The glass pane’s Length = 25 cm

The glass pane’s Breadth = 16 cm

The formula of area of rectangle = length x breadth

So, the area of one glass pane = 25 cm x 16 cm

= 400 cm^{2}

Convert cm into m (As 1 m^{2} = 10000 cm^{2})

400 ÷ 10000

= 0.04 m^{2}

Thus, Area of 12 panes = 12 x 0.04 = 0.48 m^{2}

** **

**Question :9. A marble tile measures 10 cm x 12 cm. How many tiles will be required to cover a wall of size 3 m x 4 m? Also, find the total cost of the tiles at the rate of Rs 2 per tile.**** **

**Solution 9:**

According to the question area of the wall = 3 m x 4 m = 12 m^{2}

Also, area of one marble tile = 10 cm x 12 cm = 120 cm^{2}

Convert cm into m (As 1 m^{2} = 10000 c m^{2})

120 ÷ 10000

= 0.012 m^{2}

Number of tiles required to cover the wall = (Area of wall)/(Area of one marble tile)

= 12/0.012 = 1000 tiles

Cost of the one tile = Rs. 2.00

Total cost = Number of tiles x Cost of one tile

= Rs. 1000 x 2 = Rs. 2000

**Question :10. A table top is 9 dm 5 cm long 6 dm 5 cm broad. What will be the cost to polish it at the rate of 20 paise per square centimeter?**** **

**Solution 10:**

Length of a table top = 9 dm 5 cm

Convert dm into cm (As 1 dm = 10 cm)

= (9 x 10 + 5) cm

= 95 cm

Also, that Breadth of a table top = 6 dm 5 cm

Convert dm into cm (As 1 dm = 10 cm)

= (6 x 10 + 5) cm

= 65 cm

Area of the rectangle (table top) = Length x Breadth

= (95 cm x 65 cm)

= 6175 c m^{2}

Cost of polishing per square centimeter = 20 paise = Rs. 0.20 (As 1Rs. = 100 paise)

Total cost to polish table top = 6175 x 0.20

= Rs. 1235

** **

**Question :11. A room is 9.68 m long and 6.2 m wide. Its floor is to be covered with rectangular tiles of size 22 cm by 10 cm.
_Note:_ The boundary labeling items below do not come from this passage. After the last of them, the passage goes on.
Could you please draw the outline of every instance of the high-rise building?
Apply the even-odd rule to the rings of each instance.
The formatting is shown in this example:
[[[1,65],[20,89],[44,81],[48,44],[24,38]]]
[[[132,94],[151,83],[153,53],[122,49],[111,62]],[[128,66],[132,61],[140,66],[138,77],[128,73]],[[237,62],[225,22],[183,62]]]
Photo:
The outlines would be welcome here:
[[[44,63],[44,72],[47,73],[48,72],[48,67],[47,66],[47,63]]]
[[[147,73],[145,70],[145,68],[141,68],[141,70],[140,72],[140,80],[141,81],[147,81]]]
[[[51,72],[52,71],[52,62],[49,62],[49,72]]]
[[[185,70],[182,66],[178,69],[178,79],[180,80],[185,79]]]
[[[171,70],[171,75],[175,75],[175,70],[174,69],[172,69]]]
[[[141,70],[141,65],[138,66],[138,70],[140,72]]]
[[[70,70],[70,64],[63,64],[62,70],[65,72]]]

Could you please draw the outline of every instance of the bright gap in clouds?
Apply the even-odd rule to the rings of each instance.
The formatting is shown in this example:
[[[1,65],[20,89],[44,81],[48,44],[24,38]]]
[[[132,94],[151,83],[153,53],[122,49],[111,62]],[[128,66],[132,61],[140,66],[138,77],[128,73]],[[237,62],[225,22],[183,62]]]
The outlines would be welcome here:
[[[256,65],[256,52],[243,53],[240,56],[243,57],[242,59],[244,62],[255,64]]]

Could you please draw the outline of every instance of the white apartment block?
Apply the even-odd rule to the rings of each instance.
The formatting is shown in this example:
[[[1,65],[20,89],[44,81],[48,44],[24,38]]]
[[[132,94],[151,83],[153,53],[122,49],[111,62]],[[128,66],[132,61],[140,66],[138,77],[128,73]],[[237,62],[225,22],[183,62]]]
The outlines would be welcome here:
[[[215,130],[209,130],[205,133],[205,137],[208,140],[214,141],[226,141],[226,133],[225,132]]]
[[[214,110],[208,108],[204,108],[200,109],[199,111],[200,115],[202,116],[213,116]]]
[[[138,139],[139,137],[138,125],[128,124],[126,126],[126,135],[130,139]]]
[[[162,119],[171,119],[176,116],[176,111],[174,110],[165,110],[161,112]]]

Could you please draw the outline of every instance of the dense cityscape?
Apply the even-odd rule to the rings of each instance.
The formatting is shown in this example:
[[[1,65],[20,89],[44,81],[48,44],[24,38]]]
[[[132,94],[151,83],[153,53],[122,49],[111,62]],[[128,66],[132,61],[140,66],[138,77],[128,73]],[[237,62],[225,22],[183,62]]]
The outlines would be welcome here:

Find the total cost of the tiles at the rate of Rs 2.50 per tile.**** **

**Solution 11:**

Length of the floor of the room = 9.68 m

Breadth of the floor of the room = 6.2 m

Formula of area of rectangle = length x breadth

Area of the floor = 9.68 m x 6.2 m

= 60.016 m^{2}

According to the question length of the tile = 22 cm;

Breadth of the tile = 10 cm

Area of one tile = 22 cm x 10 cm

= 220 cm^{2}

Convert cm into m (As 1 m^{2} = 10000 c m^{2})

= 220 ÷ 10000

= 0.022 m^{2}

Thus, Number of tiles = 60.016/0.022^{ } m^{2}

= 2728

Cost of one tile = Rs. 2.50

Total cost = Number of tiles x Cost of one tile

= 2728 x 2.50

= Rs. 6820

** **

**Question :12. One side of a square field is 179 m. Find the cost of raising a lawn on the field at the rate of Rs 1.50 per square meter.**** **

**Solution 12:**

One side of the square field = 179 m

Area of the square field = Side^{ 2}

= 179 m^{ 2} = 179 × 179

= 32041 m^{2}

The price of mowing a lawn on a field per square meter = Rs. 1.50

Thus, total cost of raising a lawn on the field

= 32041 x 1.50 = Rs. 48061.50

**Question :13. A rectangular field is measured 290 m by 210 m. How long will it take for a girl to go two times round the field, if she walks at the rate of 1.5 m/sec?**** **

**Solution 13:**

Length of the rectangular field = 290 m

Also, Breadth of the rectangular field = 210 m

Formula of perimeter of the rectangular field = 2(Length + Breadth)

= 2(290 + 210) = 1000 m

Here we calculate distance covered by the girl = 2 x Perimeter of the rectangular field

= 2 x 1000 = 2000 m

According to the question the girl walks at the rate of 1.5 m/sec;

Speed of the girl = 1.5 x 60 m/min = 90 m/min

Speed = Distance/ Time

Hence, time taken by the girl = Distance/Speed

= 2000/90

= 22 2/9 min

Hence, the girl will take

= 22 2/9 min to go two times around the field.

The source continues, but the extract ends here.